In 1940 Barnes received a Doctor of Letters degree from the University of Paris.

==Career==
In 1930 Barnes enlisted in the United States Foreign Service, and was appointed Vice Consul at Bucharest, Romania, and then in Sofia, Bulgaria. Returning to the U.S. in the mid-1930s he pursued an acting career in New York, where he appeared in several plays under the stage name Eric Wollencott.

In 1938 he took a position at Russell Sage College in Troy, New York, where he quickly rose to become an associate professor and chair of the English department. He became a full professor in 1945.

During World War II Barnes served as a civilian consultant to the Joint Chiefs of Staff and as a military information officer with the O.S.S. in Algiers.

After the war (September 1946) Barnes took a position at Dickinson College, as the Thomas Beaver Professor of English Literature and chair of the department.

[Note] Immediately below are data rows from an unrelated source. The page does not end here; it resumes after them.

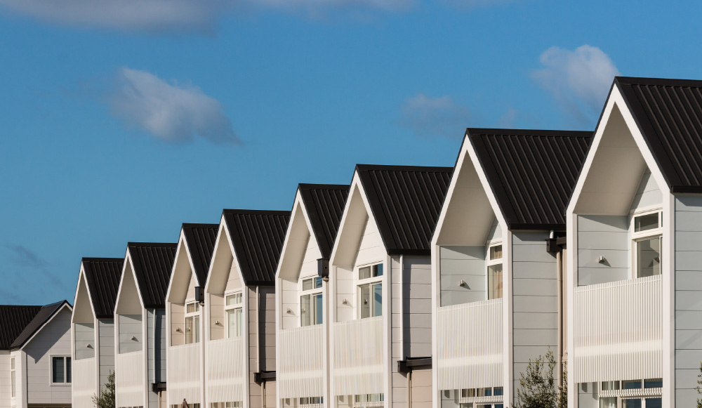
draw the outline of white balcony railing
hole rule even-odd
[[[576,382],[662,376],[661,296],[661,275],[576,288]]]
[[[144,353],[118,354],[114,367],[114,396],[118,407],[144,405]]]
[[[173,346],[168,348],[168,400],[176,403],[185,400],[188,403],[201,404],[202,383],[200,369],[202,364],[199,343]]]
[[[207,343],[205,350],[208,402],[243,401],[244,384],[247,379],[244,339],[213,340]]]
[[[502,299],[439,308],[439,389],[501,386]]]
[[[95,357],[73,362],[72,381],[74,408],[94,408],[93,395],[98,393]]]
[[[383,316],[334,324],[334,393],[383,393],[386,353]]]
[[[282,330],[278,398],[324,395],[324,331],[322,324]]]

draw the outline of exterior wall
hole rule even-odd
[[[547,232],[511,232],[514,398],[529,359],[558,353],[556,258],[546,251]]]
[[[51,383],[51,357],[71,356],[71,315],[67,308],[62,309],[22,349],[20,358],[26,358],[22,365],[26,367],[23,380],[27,388],[22,395],[27,397],[27,404],[71,404],[71,384]]]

Barnes left Dickinson officially in 1953 to head the Institution of American Studies at the Free University of Berlin, where he had been since 1951. He remained in Berlin until 1957, whereupon he returned to the U.S. to teach at the Loomis School in Windsor, Connecticut. He was the author of many academic works in both French and English, including a series of histories for grade-school students.

==Works==
- Lady of Fashion: The Life and the Theatre of Anna Cora Mowatt (1954), biography of the Victorian actress and playwright
- The Man Who Lived Twice (1956), biography of Edward Sheldon, playwright
- The War Between the States (1959)
- Free Men Must Stand: The American War of Independence (1962)
- Free Men Must Stand: The War That Made a Nation (1964)

==Personal==
On March 29, 1941, Barnes married Margaret Ingalls Marvin. They had two children, both boys: Eric Marvin Barnes (1942–1967) and Charles Taylor Barnes (1946–). He died in Boston on the final day of 1962.